W niedzielnym meczu 20. kolejki Polskiej Ligi Koszykówki Rosa miała duże problemy z Polpharmą Starogard Gdański, ale ostatecznie wygrała po wyrównanym boju 67:60, rewanżując się tym samym za porażkę 54:69 w pierwszej rundzie.
- Na pewno nie był to łatwy mecz, bardzo ciężko nam się grało. Polpharma była na nas przygotowana, przede wszystkim w obronie, znała nasze zagrywki. Dlatego też trudno było w ataku - przyznał na konferencji prasowej Daniel Szymkiewicz.
- Dopiero gry zaczęliśmy lepiej bronić, wyprowadzać szybkie ataki, to zdobyliśmy kilka łatwych punktów. To nas nakręciło i udało się zbudować przewagę, której już nie oddaliśmy w końcówce - podkreślił 22-latek, zwracając uwagę na kluczowy, jego zdaniem, element pozwalający odnieść dwunaste zwycięstwo w sezonie.
W Starogardzie Gdańskim rozgrywający nie mógł wystąpić z powodu rehabilitacji po kontuzji stopy. Teraz na dobre wrócił już do rotacji radomskiej drużyny. W niedzielę spędził na parkiecie ponad 28 minut, wybiegając w pierwszej "piątce". Nie zdobył ani jednego punktu, pomimo sześciu rzutów z gry i dwóch z linii osobistych. Miał jednak dziewięć asyst, trzy zbiórki i przechwyt.

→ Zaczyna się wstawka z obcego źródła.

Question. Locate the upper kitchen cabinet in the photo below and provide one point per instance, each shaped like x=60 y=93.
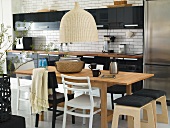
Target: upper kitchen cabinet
x=126 y=17
x=116 y=17
x=134 y=17
x=39 y=17
x=100 y=16
x=40 y=21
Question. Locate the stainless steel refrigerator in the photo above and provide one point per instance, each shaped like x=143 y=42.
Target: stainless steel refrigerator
x=157 y=44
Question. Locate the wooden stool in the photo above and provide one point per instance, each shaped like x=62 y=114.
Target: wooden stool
x=131 y=105
x=158 y=96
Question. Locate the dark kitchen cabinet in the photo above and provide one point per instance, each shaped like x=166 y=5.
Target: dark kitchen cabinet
x=112 y=18
x=126 y=17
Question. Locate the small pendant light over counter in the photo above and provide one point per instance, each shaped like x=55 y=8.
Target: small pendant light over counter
x=78 y=25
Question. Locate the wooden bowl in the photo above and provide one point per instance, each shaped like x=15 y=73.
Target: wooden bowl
x=69 y=66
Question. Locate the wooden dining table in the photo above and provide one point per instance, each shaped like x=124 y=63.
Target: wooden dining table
x=122 y=79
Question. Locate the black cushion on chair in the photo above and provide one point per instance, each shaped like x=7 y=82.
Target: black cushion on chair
x=117 y=89
x=14 y=122
x=150 y=93
x=133 y=100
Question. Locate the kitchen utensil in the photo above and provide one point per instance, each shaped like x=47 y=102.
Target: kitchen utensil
x=113 y=66
x=96 y=72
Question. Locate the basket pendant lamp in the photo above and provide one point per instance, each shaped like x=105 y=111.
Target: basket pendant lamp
x=78 y=25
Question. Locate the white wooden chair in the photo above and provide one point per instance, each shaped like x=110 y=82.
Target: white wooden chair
x=23 y=84
x=84 y=101
x=96 y=91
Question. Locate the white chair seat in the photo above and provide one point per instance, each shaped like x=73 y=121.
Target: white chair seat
x=60 y=88
x=77 y=102
x=83 y=101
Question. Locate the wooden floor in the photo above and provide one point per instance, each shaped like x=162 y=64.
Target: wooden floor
x=30 y=119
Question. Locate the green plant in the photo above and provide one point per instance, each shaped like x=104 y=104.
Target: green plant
x=6 y=43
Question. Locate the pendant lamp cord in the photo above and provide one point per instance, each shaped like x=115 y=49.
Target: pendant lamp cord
x=1 y=11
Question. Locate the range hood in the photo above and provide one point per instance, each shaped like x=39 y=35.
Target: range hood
x=21 y=26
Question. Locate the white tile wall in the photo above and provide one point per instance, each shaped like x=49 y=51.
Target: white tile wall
x=34 y=5
x=43 y=38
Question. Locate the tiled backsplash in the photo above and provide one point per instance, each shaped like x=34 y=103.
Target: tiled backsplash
x=34 y=5
x=135 y=43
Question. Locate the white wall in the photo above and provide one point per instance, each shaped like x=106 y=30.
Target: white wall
x=135 y=43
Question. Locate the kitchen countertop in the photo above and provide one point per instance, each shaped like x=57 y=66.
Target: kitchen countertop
x=83 y=53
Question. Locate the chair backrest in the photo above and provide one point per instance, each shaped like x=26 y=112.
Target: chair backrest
x=52 y=81
x=24 y=66
x=99 y=66
x=78 y=84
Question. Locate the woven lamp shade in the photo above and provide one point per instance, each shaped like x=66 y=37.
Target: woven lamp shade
x=78 y=25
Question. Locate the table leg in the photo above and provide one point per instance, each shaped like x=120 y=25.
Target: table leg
x=129 y=118
x=41 y=116
x=104 y=107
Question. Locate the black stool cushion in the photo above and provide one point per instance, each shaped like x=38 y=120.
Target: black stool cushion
x=150 y=93
x=133 y=100
x=14 y=122
x=117 y=89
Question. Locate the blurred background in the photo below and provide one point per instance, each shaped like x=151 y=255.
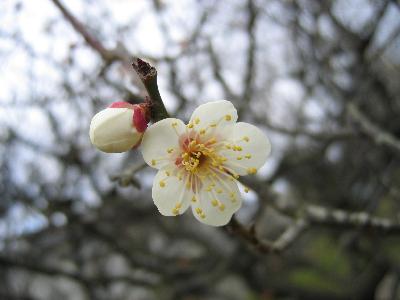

ZOBACZ WIDEO Zmiana opon na letnie. Kierowco, nie daj się oszukać pogodzie
- Dawno nie ma już żadnego śladu. Od razu zacząłem trenować na sto procent - odpowiedział, zapytany o odniesiony podczas zgrupowania reprezentacji Polski uraz, który wykluczył go z udziału w pierwszej części rozgrywek.
- Jestem zadowolony, bo przede wszystkim wygrywamy. Myślę, że fajnie się nas ogląda, dzielimy się piłką. To zaszczyt być w takim zespole i móc pomagać - dodał. On i koledzy rozdali 20 asyst, 10 więcej od Polpharmy.